Alder's Accounts | Historical Artists | Visual Arts

It’s Who You Know . . . Or is it? The Art of Louise Richards Farnsworth

One of the monumental challenges in researching early Utah artists is that regardless of how talented the artist may have been or how many paintings he or she may have created during a lifetime, frequently there is precious little written about them. The researcher of primary material may occasionally get lucky — Henri Moser wrote beautiful letters [seventy-six] to his wife while he studied in Paris in the early 1900s and as I wrote my masters thesis they served as an intact chronicle of his training, life, poetry, concerns, frustrations, and plans. When I looked into the life of Louise Richards Farnsworth [1878-1969], a prolific painter who shared with Moser an interest in fauvist techniques, I was not so lucky. My bibles, the Utah art books by Olpin, et al., usually provide enough of a framework from which I can extend the research and in the process locate some spicy stories — many of which are true — and voila, a 15 Bytes column. With the number of Richardses in this town, I would have thought that any of them would know about Louise. Not true. The renowned genealogical library adjacent to Temple Square provided me with some contacts, none of which returned my emails. I was hoping to locate some grandkids, but after locating Farnsworth’s obituary, I learned she had no children. The two-column inch obituary essentially says, “Louise R. Farnsworth. Born, died, and studied art in between.” So it surprised me when after digging through some old records I discovered that she was surpisingly well connected for how little fame she achieved in state.

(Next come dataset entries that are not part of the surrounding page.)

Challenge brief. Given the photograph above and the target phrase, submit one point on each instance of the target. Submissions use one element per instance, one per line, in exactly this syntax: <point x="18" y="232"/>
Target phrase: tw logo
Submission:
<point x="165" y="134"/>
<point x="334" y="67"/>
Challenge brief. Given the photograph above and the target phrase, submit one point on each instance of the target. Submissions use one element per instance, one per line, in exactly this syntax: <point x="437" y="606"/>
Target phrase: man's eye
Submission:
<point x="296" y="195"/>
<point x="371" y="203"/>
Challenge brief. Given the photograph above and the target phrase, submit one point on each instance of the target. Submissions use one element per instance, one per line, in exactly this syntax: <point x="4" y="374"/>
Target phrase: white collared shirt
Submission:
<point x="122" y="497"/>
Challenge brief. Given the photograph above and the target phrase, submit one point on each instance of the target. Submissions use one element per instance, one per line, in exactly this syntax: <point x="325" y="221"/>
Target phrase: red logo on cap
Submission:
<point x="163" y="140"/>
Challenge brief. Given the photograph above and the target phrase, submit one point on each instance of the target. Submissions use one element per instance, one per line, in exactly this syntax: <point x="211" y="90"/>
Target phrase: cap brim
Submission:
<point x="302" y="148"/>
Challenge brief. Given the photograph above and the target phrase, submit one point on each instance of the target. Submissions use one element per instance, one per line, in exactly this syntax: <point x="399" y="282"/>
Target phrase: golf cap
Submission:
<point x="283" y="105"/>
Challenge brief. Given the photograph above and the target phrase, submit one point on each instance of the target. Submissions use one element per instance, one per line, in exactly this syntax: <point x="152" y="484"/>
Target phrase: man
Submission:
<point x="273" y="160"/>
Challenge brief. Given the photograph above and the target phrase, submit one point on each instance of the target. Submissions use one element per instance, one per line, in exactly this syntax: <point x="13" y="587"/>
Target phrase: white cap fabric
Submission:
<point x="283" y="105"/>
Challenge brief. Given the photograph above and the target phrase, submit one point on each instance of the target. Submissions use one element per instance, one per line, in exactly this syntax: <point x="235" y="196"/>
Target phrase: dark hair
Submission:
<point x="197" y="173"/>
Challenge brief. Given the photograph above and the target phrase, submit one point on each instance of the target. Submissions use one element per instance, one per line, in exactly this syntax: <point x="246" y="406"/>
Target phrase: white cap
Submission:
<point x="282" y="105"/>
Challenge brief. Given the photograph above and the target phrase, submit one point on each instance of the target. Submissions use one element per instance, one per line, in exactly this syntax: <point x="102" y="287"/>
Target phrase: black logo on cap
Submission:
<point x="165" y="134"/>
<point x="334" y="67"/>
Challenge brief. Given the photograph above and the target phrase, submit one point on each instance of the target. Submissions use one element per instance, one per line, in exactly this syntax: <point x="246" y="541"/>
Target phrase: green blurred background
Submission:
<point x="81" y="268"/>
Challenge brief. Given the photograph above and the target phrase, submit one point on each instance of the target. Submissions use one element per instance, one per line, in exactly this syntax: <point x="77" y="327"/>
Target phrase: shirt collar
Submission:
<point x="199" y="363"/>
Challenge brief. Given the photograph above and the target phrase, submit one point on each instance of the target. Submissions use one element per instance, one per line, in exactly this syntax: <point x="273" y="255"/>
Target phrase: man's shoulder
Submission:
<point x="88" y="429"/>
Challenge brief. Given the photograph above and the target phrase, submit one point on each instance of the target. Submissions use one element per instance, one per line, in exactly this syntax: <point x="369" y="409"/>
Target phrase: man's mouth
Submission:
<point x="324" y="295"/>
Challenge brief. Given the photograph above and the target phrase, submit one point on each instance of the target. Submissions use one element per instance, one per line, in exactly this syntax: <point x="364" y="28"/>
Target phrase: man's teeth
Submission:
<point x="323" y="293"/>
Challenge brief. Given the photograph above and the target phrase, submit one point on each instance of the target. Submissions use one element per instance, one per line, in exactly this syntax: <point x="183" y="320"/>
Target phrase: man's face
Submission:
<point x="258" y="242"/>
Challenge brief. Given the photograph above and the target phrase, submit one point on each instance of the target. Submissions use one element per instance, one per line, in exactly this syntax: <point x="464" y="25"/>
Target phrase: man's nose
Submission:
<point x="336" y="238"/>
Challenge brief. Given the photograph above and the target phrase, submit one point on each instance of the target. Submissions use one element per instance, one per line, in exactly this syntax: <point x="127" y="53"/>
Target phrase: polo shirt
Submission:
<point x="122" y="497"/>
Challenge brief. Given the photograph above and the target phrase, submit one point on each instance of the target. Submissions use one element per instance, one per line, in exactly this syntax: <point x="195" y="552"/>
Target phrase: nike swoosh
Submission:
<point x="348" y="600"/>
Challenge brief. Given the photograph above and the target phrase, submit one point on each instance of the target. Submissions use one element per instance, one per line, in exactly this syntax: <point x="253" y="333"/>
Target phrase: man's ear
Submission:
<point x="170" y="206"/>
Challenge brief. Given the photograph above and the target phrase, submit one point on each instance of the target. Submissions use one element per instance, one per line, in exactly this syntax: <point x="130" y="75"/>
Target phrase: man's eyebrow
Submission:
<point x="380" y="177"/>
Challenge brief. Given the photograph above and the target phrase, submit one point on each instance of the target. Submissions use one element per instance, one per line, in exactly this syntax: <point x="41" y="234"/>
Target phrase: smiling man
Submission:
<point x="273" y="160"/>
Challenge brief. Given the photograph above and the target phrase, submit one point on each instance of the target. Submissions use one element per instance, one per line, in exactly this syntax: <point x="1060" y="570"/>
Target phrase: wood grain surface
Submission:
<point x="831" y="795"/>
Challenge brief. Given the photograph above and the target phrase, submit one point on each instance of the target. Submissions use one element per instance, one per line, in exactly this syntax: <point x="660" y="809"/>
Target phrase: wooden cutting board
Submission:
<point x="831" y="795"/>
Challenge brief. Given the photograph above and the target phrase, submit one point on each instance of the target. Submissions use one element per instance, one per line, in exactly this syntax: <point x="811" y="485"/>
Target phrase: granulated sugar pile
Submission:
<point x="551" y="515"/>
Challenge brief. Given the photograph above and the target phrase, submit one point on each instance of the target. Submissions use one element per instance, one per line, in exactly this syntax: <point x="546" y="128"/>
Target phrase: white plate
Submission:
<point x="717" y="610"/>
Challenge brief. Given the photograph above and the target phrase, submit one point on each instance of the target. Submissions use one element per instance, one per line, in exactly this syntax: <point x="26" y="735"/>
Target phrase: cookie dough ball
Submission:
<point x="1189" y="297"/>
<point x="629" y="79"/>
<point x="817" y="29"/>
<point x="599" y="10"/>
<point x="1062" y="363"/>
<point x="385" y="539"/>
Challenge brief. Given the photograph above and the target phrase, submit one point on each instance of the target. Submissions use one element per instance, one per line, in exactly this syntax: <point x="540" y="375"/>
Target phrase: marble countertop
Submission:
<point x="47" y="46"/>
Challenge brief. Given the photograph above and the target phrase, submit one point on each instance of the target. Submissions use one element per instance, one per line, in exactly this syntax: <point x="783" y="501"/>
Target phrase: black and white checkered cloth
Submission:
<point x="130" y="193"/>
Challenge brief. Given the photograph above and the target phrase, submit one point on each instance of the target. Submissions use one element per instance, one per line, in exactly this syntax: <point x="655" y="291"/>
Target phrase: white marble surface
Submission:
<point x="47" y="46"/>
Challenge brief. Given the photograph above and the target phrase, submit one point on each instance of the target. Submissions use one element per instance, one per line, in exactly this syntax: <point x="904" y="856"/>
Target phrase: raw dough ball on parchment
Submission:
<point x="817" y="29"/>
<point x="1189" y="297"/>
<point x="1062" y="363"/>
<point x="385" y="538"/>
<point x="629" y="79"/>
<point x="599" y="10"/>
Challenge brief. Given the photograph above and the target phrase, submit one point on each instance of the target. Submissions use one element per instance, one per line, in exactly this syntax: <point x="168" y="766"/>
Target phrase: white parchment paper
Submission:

Sunrise through the clouds, by Louise Richards Farnsworth, courtesy Salt Lake County Art Collection

Louise Richards was born in 1877 to Joseph Smith and Louise Taylor Richards. Her father was the son — through the second wife — of Willard Richards, a physician and Mormon apostle famous for surviving the Carthage Jail assassination of Joseph Smith unscathed, despite being the largest target in the room. In 1873, Brigham Young (his father’s cousin) sent Joseph to study at Bellevue Hospital Medical College in New York. Apparently Brigham, who wasn’t getting any younger, wanted to keep his investment nearby, so upon his return he set Joseph up in a home nearby, at 35 West South Temple. The Richards lived across from the Temple on a block they shared with Joseph’s half-brother and fellow physician, Heber, two of Brigham’s wives, one of Brigham’s daughters and a son of John Taylor, Brigham’s successor.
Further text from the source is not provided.